Could you please tell me what you need from me to make this happen? I believe
lvalert_heartbeat-server should return the correct format for Nagios to interpret the result. However, I'm afraid I'm at a bit of loss as to how to test and deploy this on monitor.ligo.org.
For your reference, the production lvalert-heartbeat repo lives here:
and I've got a test environment of what Nagios might run set up on CIT here:
In particular, I imagine the plugin would be run with something like:
lvalert_heartbeat-server -V /home/reed.essick/lvalert-dev/lvalert-heartbeat/test/test_config.ini
We may want to break that config up into separate queries for each node (ie, each section in test_config.ini would become a separate file), but that's really a matter of convenience.
Any thoughts or suggestions you have would be much appreciated. cheers"
This ticket is to track progress on this issue.
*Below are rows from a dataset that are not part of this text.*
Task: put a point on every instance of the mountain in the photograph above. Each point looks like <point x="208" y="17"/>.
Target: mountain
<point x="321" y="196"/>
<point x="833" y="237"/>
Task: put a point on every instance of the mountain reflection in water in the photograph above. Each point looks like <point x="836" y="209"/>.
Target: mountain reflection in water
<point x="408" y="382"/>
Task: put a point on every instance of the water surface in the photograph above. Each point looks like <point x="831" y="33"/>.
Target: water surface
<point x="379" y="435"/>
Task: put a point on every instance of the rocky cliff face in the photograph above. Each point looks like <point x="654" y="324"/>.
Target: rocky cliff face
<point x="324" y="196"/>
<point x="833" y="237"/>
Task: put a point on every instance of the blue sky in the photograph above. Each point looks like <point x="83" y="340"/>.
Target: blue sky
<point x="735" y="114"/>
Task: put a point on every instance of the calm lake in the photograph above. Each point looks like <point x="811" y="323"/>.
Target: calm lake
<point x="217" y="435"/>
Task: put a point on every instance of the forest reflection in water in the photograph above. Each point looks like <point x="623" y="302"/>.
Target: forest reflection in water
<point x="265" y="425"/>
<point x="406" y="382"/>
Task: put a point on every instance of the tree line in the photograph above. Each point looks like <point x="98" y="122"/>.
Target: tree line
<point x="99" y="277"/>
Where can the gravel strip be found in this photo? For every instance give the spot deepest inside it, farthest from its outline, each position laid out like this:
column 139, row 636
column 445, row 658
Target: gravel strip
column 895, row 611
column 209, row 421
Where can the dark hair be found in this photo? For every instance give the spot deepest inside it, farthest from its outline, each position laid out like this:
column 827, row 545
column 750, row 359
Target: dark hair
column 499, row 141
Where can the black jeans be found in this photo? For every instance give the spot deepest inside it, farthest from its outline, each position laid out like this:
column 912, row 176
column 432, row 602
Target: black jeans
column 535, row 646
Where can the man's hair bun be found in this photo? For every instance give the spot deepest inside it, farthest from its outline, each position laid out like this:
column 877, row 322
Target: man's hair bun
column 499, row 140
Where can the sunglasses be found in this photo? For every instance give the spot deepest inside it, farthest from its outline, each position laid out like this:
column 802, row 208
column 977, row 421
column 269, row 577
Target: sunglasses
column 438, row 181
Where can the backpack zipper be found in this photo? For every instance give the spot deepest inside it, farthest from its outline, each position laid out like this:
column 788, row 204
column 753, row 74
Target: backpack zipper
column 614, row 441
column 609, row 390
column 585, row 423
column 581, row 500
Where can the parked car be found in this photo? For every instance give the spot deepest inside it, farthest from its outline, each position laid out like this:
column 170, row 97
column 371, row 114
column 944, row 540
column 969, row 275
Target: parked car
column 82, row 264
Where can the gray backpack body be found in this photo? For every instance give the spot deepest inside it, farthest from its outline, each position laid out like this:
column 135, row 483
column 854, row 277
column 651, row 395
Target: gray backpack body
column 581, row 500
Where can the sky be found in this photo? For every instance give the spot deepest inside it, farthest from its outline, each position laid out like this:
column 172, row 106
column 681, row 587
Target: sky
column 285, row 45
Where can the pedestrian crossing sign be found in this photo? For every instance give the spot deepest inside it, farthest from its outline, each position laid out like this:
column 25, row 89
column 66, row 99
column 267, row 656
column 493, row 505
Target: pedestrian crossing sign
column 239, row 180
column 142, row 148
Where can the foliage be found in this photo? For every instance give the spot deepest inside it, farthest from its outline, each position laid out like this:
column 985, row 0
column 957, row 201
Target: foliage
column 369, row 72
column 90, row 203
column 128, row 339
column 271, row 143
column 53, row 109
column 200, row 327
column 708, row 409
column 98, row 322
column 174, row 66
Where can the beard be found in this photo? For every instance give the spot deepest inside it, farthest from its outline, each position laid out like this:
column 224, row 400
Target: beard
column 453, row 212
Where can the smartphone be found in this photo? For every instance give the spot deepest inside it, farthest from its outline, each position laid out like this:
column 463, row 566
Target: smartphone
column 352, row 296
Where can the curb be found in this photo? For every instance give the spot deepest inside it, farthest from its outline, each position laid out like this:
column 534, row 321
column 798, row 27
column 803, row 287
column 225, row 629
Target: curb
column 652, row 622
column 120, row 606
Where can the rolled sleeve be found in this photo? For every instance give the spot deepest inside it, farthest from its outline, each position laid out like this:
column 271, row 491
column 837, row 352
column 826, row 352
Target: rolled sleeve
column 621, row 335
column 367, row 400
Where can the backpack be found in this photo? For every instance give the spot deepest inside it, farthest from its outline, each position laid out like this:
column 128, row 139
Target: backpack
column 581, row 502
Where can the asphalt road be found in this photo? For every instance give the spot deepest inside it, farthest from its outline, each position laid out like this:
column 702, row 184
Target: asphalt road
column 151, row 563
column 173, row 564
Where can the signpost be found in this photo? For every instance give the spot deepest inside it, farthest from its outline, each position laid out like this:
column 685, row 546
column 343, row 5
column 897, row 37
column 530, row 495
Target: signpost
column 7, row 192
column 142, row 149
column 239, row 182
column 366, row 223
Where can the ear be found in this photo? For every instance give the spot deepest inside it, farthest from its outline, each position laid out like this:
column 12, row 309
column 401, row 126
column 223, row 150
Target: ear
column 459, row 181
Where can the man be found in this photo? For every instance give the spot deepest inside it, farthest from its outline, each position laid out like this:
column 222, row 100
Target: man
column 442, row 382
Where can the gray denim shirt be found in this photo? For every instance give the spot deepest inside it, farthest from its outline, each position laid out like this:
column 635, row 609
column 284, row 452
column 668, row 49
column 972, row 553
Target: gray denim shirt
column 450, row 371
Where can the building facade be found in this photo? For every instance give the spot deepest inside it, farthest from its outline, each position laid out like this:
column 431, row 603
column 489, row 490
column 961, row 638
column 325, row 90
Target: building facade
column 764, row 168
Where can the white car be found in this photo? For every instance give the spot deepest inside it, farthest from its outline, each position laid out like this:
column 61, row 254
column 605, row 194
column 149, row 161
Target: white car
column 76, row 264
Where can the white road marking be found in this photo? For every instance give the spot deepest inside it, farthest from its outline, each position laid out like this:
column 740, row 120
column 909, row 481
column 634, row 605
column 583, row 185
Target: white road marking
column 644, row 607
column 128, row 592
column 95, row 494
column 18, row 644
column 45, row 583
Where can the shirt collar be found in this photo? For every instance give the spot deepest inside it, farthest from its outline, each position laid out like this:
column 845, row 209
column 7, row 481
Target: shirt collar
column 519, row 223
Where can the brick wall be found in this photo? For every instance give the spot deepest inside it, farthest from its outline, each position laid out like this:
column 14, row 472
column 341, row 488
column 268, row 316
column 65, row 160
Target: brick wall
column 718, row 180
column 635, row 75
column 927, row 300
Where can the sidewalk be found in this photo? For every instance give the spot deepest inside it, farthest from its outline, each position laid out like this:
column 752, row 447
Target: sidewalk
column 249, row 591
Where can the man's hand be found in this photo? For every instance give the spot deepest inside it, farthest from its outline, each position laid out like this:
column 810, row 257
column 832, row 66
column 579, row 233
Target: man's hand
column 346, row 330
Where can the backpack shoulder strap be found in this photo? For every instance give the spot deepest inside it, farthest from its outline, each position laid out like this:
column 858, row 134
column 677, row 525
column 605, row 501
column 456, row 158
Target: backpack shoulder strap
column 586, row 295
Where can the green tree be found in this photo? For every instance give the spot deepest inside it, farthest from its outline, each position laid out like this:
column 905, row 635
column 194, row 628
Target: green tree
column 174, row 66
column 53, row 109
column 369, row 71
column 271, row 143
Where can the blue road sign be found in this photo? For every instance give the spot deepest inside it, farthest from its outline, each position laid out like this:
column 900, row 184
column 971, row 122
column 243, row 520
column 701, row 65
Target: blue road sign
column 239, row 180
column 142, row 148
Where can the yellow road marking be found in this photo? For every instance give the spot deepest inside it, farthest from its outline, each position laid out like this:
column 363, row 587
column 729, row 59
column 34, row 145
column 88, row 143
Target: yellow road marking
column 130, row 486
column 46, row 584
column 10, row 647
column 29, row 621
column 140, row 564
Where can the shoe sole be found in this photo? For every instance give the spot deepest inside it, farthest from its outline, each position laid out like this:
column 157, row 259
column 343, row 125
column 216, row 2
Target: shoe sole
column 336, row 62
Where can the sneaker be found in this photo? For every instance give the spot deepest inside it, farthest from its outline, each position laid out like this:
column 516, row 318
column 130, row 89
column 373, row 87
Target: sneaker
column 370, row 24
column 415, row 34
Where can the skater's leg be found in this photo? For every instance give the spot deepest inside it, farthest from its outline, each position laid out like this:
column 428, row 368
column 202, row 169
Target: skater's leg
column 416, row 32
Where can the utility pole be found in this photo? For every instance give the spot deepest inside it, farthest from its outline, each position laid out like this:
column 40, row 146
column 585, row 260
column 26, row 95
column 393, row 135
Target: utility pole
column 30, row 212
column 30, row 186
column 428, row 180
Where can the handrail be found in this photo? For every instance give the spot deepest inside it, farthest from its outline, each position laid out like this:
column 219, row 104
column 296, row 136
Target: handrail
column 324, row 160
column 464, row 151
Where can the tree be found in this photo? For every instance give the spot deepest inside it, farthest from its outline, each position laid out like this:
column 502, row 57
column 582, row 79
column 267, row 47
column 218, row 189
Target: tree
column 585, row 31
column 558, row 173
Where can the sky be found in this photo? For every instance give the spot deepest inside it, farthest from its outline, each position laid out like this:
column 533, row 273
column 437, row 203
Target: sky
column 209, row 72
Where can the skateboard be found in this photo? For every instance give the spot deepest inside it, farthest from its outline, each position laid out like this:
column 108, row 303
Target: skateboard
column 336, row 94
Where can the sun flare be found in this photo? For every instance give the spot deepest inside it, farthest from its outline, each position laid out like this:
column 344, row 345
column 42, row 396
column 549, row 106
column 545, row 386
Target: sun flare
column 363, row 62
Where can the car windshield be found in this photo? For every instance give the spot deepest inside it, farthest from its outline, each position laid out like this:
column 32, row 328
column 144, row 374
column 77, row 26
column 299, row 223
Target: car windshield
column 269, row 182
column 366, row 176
The comments on this ticket are as follows:
Updated by Patrick Brockill over 1 year ago Comment Edit After discussion with Reed and Alex, if I understand correctly I think this is what is needed: (*) This is a simple Nagios script (prints line of output to stderr, returns numerical value for OK, WARNING, CRITICAL or UNKNOWN); (*) The service has to be able to connect to lvalert.cgca.uwm.edu; (*) This script only needs to be run on one machine. The preference is that it not be run on lvalert.cgca.uwm.edu (apparently: it should be run "far away from all online follow-up processes", including "somewhere besides CIT, LHO and LLO"). So UWM is a good fit (just not on the lvalert machine); (*) Reed has written the script to be called from Nagios and use few system resources. He has profiled it and it uses less than 40MB of memory. It does not use Condor, does not have to be run continuously, doesn't require user home directories to be mounted, is not CPU intensive, not network intensive, not disk intensive. It just requires access to a few netrc files and a config file. (*) It would be nice if Reed could get access to the machine for irregular access. #2 Updated by Patrick Brockill over 1 year ago Comment Edit This service is in the process of being tested by Reed and Alex on lowlatency0@uwm and can be found under the "emfollow" group on monitor. As lvalert_heartbeat-server may take some time to complete, it is currently being run with a timeout of 180 seconds. #3 Updated by Patrick Brockill over 1 year ago Comment Edit We ran into more issues with timeouts. The heartbeat monitor usually completes in just less than 60 seconds, but now and then just over 60 seconds (e.g. 61 seconds). This requires three changes in Nagios: (1) Change "service_check_timeout=60" to "service_check_timeout=75" in /etc/nagios3/nagios.cfg on dashboard; (2) Change "command_timeout=60" to "command_timeout=75" in /etc/nagios/nrpe.cfg on lowlatency0; (3) Use "/usr/lib/nagios/plugins/check_nrpe -t 75" in the service definitions.
I'm leaving this ticket open, as I would like the new status monitor to get tied into Nagios. This also has overlap with #2.